Tibet, the Torch, and an Olympic Boycott

The Olympic torch arrived in London today, AP reports (via the IHT). It has already left a string of protests in its path, first in Greece and then in Istanbul, Turkey. British Prime Minister Gordon Brown has said he will welcome the torch outside of 10 Downing Street tomorrow, but Olympics Minister Tessa Jowell says that’s not an endorsement of China’s Tibet policy.

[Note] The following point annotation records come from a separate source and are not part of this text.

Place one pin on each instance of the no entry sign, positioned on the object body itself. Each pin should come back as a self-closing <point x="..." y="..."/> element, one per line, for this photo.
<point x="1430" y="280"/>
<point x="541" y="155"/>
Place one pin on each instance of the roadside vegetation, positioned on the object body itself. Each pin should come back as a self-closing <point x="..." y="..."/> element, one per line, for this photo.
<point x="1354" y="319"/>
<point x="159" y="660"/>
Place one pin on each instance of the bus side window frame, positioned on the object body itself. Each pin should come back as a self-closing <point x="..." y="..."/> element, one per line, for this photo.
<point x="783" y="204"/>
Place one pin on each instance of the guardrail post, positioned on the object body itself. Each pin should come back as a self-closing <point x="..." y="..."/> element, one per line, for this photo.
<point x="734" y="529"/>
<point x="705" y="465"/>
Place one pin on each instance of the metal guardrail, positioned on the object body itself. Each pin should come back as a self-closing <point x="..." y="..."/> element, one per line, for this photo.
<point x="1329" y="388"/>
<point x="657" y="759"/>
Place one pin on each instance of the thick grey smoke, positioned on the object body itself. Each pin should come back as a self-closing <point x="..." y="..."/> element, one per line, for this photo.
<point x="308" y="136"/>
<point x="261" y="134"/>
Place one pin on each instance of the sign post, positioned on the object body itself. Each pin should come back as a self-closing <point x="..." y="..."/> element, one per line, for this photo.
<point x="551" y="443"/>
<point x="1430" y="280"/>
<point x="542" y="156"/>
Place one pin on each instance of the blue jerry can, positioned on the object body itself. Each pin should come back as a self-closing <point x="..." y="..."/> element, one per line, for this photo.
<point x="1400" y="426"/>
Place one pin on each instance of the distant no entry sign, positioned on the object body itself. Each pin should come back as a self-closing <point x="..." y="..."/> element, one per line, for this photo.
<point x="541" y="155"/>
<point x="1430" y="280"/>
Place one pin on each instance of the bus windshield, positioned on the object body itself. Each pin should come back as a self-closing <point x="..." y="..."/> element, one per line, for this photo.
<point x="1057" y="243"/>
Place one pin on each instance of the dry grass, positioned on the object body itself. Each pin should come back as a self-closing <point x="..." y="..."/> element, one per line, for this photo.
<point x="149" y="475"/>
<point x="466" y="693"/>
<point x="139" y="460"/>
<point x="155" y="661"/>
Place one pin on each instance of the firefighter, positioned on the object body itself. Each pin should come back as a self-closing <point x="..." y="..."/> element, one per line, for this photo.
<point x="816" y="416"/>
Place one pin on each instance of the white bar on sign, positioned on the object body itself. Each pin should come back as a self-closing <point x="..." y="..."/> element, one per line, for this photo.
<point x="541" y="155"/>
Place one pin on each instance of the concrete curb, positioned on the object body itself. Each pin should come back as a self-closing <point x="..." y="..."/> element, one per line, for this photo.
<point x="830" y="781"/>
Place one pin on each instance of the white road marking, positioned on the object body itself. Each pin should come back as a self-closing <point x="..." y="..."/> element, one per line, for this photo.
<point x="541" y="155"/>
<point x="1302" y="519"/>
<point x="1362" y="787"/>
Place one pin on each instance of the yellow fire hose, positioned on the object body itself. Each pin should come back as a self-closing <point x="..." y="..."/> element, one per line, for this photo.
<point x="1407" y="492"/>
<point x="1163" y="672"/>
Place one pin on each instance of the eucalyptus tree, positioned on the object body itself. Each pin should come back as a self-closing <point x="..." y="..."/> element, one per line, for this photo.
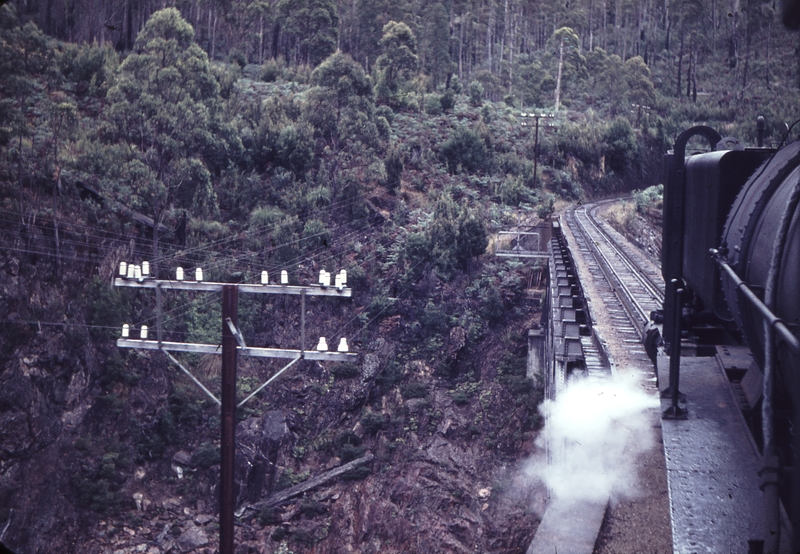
<point x="165" y="109"/>
<point x="310" y="29"/>
<point x="398" y="63"/>
<point x="435" y="42"/>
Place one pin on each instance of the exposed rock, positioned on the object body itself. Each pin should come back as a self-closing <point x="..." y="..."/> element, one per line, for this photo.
<point x="458" y="339"/>
<point x="182" y="457"/>
<point x="370" y="367"/>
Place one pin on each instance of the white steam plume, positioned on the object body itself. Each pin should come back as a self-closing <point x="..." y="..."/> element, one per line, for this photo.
<point x="596" y="430"/>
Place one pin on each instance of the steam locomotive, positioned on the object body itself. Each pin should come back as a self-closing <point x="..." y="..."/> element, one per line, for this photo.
<point x="731" y="262"/>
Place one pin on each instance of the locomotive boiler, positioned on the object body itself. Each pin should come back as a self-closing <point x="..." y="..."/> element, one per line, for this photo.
<point x="731" y="262"/>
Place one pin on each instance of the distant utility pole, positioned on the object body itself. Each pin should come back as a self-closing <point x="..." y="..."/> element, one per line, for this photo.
<point x="536" y="117"/>
<point x="233" y="344"/>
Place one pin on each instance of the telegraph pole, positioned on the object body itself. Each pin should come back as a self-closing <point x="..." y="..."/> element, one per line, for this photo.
<point x="233" y="344"/>
<point x="230" y="299"/>
<point x="536" y="117"/>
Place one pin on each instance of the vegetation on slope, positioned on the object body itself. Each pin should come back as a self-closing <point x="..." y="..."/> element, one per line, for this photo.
<point x="399" y="170"/>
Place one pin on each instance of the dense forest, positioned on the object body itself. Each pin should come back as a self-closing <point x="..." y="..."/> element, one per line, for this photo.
<point x="391" y="139"/>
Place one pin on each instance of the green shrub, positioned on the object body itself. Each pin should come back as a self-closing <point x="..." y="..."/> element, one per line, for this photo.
<point x="206" y="455"/>
<point x="267" y="515"/>
<point x="475" y="91"/>
<point x="372" y="422"/>
<point x="270" y="71"/>
<point x="448" y="100"/>
<point x="464" y="392"/>
<point x="649" y="197"/>
<point x="394" y="169"/>
<point x="315" y="235"/>
<point x="513" y="191"/>
<point x="466" y="149"/>
<point x="622" y="149"/>
<point x="415" y="389"/>
<point x="433" y="104"/>
<point x="345" y="370"/>
<point x="349" y="452"/>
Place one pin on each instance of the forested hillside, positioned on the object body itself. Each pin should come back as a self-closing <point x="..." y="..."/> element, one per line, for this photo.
<point x="384" y="138"/>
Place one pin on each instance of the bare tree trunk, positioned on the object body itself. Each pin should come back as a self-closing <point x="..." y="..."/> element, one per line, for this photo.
<point x="512" y="44"/>
<point x="503" y="35"/>
<point x="489" y="26"/>
<point x="680" y="66"/>
<point x="214" y="34"/>
<point x="56" y="193"/>
<point x="733" y="45"/>
<point x="558" y="77"/>
<point x="19" y="177"/>
<point x="261" y="40"/>
<point x="461" y="50"/>
<point x="769" y="41"/>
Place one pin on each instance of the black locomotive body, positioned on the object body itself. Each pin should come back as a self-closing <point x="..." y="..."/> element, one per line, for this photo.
<point x="741" y="205"/>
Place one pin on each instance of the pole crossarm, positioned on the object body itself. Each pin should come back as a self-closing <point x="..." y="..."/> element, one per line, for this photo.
<point x="268" y="381"/>
<point x="233" y="344"/>
<point x="245" y="351"/>
<point x="203" y="286"/>
<point x="193" y="378"/>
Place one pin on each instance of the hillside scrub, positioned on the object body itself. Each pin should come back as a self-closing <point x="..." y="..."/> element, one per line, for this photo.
<point x="243" y="146"/>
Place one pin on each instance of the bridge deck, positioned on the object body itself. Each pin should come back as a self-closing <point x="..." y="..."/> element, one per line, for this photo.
<point x="712" y="465"/>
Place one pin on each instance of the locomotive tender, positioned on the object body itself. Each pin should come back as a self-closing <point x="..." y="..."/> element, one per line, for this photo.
<point x="731" y="262"/>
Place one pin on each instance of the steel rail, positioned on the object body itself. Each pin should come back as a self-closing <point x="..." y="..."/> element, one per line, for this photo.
<point x="622" y="272"/>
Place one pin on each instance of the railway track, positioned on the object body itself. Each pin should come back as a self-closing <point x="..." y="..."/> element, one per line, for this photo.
<point x="629" y="287"/>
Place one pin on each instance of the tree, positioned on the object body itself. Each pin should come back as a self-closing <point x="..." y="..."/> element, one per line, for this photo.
<point x="341" y="104"/>
<point x="166" y="109"/>
<point x="641" y="90"/>
<point x="312" y="27"/>
<point x="435" y="43"/>
<point x="25" y="54"/>
<point x="398" y="63"/>
<point x="621" y="146"/>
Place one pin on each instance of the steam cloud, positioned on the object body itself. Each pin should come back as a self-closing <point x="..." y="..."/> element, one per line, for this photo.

From LiveNews.com.au:

“Meeting the torch is not in any way condoning the completely unacceptable aspects of the human rights regime in the denial of democracy and freedoms in China,” she said.

“I think it’s very important to be clear about that.”

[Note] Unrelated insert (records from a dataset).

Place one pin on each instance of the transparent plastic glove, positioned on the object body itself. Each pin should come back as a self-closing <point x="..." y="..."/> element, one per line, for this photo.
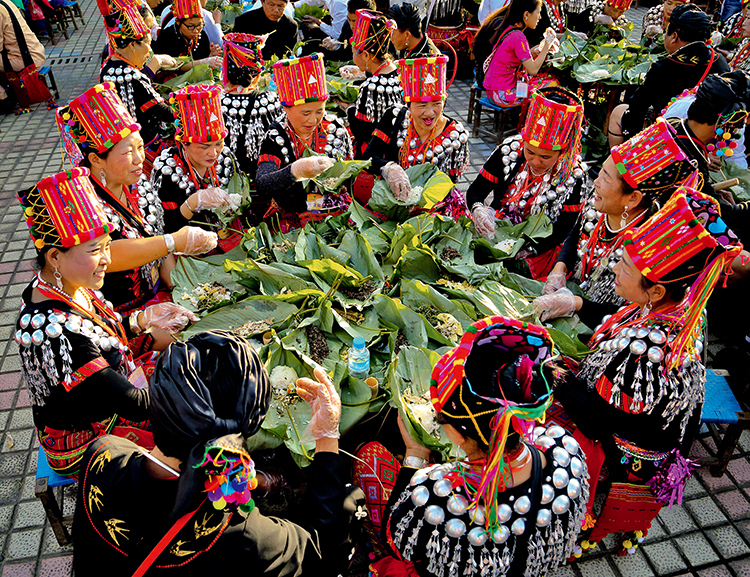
<point x="211" y="61"/>
<point x="555" y="281"/>
<point x="168" y="317"/>
<point x="325" y="404"/>
<point x="330" y="44"/>
<point x="212" y="198"/>
<point x="165" y="61"/>
<point x="561" y="303"/>
<point x="484" y="221"/>
<point x="199" y="241"/>
<point x="311" y="166"/>
<point x="397" y="180"/>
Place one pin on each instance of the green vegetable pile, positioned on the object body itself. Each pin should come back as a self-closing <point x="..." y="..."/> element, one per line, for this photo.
<point x="404" y="285"/>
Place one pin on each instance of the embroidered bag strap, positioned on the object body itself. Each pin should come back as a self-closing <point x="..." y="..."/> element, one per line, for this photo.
<point x="488" y="61"/>
<point x="162" y="544"/>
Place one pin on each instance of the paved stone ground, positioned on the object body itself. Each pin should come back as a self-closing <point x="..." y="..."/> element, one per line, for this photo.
<point x="708" y="536"/>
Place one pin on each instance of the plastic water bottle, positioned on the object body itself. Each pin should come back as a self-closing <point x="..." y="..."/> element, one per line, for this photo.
<point x="359" y="359"/>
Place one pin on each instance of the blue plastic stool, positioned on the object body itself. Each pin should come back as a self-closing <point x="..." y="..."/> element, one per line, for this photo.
<point x="721" y="407"/>
<point x="46" y="483"/>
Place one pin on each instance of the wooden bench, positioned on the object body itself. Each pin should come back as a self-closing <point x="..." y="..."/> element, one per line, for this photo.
<point x="722" y="408"/>
<point x="47" y="484"/>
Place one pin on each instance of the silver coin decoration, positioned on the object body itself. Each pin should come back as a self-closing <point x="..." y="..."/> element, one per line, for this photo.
<point x="457" y="504"/>
<point x="434" y="515"/>
<point x="455" y="528"/>
<point x="560" y="478"/>
<point x="561" y="504"/>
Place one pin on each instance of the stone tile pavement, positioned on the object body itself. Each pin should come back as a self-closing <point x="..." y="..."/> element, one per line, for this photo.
<point x="708" y="536"/>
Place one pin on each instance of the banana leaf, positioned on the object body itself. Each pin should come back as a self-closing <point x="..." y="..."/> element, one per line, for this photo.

On the other side of the English Channel French President Nicholas Sarkozy still hasn’t made up his mind whether or not he plans to attend the opening ceremony of the Beijing Olympics. “Everything is open”, Foreign Minister Bernard Kouchner said Saturday, according to AFP:

It had seemed France was stepping up the pressure on Beijing, with Yade quoted in the Le Monde newspaper saying Sarkozy would only attend the opening ceremony if China opens dialogue with exiled Tibetan spiritual leader the Dalai Lama and frees political prisoners.

China must also end the “violence” against Tibetans, Yade reportedly told Le Monde, saying all three conditions were “indispensable” if Sarkozy was to be at the opening ceremony in August 8.

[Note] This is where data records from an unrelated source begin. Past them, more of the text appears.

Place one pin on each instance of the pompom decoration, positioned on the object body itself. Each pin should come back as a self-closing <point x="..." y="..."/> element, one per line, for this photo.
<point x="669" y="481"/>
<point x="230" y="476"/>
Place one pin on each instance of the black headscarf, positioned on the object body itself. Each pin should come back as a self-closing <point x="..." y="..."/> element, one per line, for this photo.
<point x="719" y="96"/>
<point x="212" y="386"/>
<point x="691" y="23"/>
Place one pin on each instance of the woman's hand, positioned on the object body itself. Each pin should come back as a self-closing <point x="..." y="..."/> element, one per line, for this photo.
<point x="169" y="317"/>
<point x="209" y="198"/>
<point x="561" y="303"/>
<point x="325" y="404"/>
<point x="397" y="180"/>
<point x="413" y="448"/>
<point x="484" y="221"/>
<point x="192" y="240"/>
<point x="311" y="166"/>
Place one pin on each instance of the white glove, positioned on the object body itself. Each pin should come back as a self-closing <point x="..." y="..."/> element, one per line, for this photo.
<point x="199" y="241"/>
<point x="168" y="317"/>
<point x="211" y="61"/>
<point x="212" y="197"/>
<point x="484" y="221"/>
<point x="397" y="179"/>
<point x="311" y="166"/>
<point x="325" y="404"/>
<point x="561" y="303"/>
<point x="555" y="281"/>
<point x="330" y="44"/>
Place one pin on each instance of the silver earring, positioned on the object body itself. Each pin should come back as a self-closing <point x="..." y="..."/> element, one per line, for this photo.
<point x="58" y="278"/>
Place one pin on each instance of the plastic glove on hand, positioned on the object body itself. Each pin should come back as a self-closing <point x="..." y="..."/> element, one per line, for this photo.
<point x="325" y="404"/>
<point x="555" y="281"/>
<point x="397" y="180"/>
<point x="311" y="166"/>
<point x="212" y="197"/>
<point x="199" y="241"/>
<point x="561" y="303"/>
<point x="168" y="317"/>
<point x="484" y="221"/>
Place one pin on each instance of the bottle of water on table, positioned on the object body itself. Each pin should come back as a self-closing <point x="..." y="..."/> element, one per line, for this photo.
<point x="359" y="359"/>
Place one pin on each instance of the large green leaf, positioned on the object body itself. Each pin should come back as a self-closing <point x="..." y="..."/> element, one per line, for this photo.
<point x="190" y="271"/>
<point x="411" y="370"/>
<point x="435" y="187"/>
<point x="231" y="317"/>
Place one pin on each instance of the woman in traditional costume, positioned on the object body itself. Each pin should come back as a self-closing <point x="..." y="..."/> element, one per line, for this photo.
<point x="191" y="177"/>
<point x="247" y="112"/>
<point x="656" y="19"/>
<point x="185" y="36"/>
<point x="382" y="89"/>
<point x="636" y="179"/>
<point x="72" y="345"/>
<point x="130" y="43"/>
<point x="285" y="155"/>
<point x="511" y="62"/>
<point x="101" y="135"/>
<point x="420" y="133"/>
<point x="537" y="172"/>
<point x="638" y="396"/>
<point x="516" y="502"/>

Yade later denied she had used the term “conditions” in her interview with Le Monde, which said for its part it had “faithfully transcribed” her words.

She also later said in a statement that, “The president has said that all options are open…”

Back in London, literary editor of the Telegraph, Sam Leith, had harsh words for China in an op-ed today titled, “We should subject China to an Olympic boycott”:

And, though I hear and understand the arguments that making a political stand over the Olympics unfairly penalises the athletes and politicises sport, I don’t agree with them. The Olympics is already political, whatever wet-lipped witterings about the Corinthian spirit you may hear.

It is the most politics-saturated event in the whole of sport; the most political event you could conceive of. The very basis of competition is a political formation: the nation state. The decision to host it is taken by governments, the pitch funded by governments, and the boon to the host state is not economic advantage but national prestige. What’s “above politics” about that?

Yes, it does seem unfair that innocent Olympians – athletes who have worked hard and for whom competing in Beijing will represent a lifetime dream – would be the ones most penalised by an boycott of some sort, while the hundreds of businesses whose trade with China directly contributes to the regime would go happily about their business.

But the fact is that the Olympics are – as the China government knows full well – a uniquely visible opportunity for the community of civilised nations to choose whether it gives the leadership of this revolting regime a slap on the back or a slap in the face.

So to those self-declared sophisticates who say that boycotting the Olympics would be “a futile gesture”, I say: damn right. A futile gesture, visible round the world, would be just about the ticket.

And in default of an Olympic boycott it is my fervent hope that, somewhere along its London route, a brave protester – or, better yet, its bearer – takes the Olympic torch captive and extinguishes its silly flame in a puddle.

After its stop in London, the Olympic torch will head to Paris and then San Fransisco, where protesters participated today in the “Human Rights Torch Relay,” designed to draw attention to China’s alleged torture and imprisonment of religious and political dissidents, according to the San Francisco Chronicle:

Among the torchbearers at Saturday’s relay was John Carlos, the bronze medal-winning sprinter known for raising his fist as a symbol of black power at the 1968 Olympics in Mexico City.

The Board of Supervisors recently passed a nonbinding resolution protesting China’s human rights record and calling for an investigation into China’s actions in Tibet and its treatment of dissidents.

Mayor Gavin Newsom has called the opportunity to host the Olympics torch an extraordinary honor, saying the flame is about sports, not politics.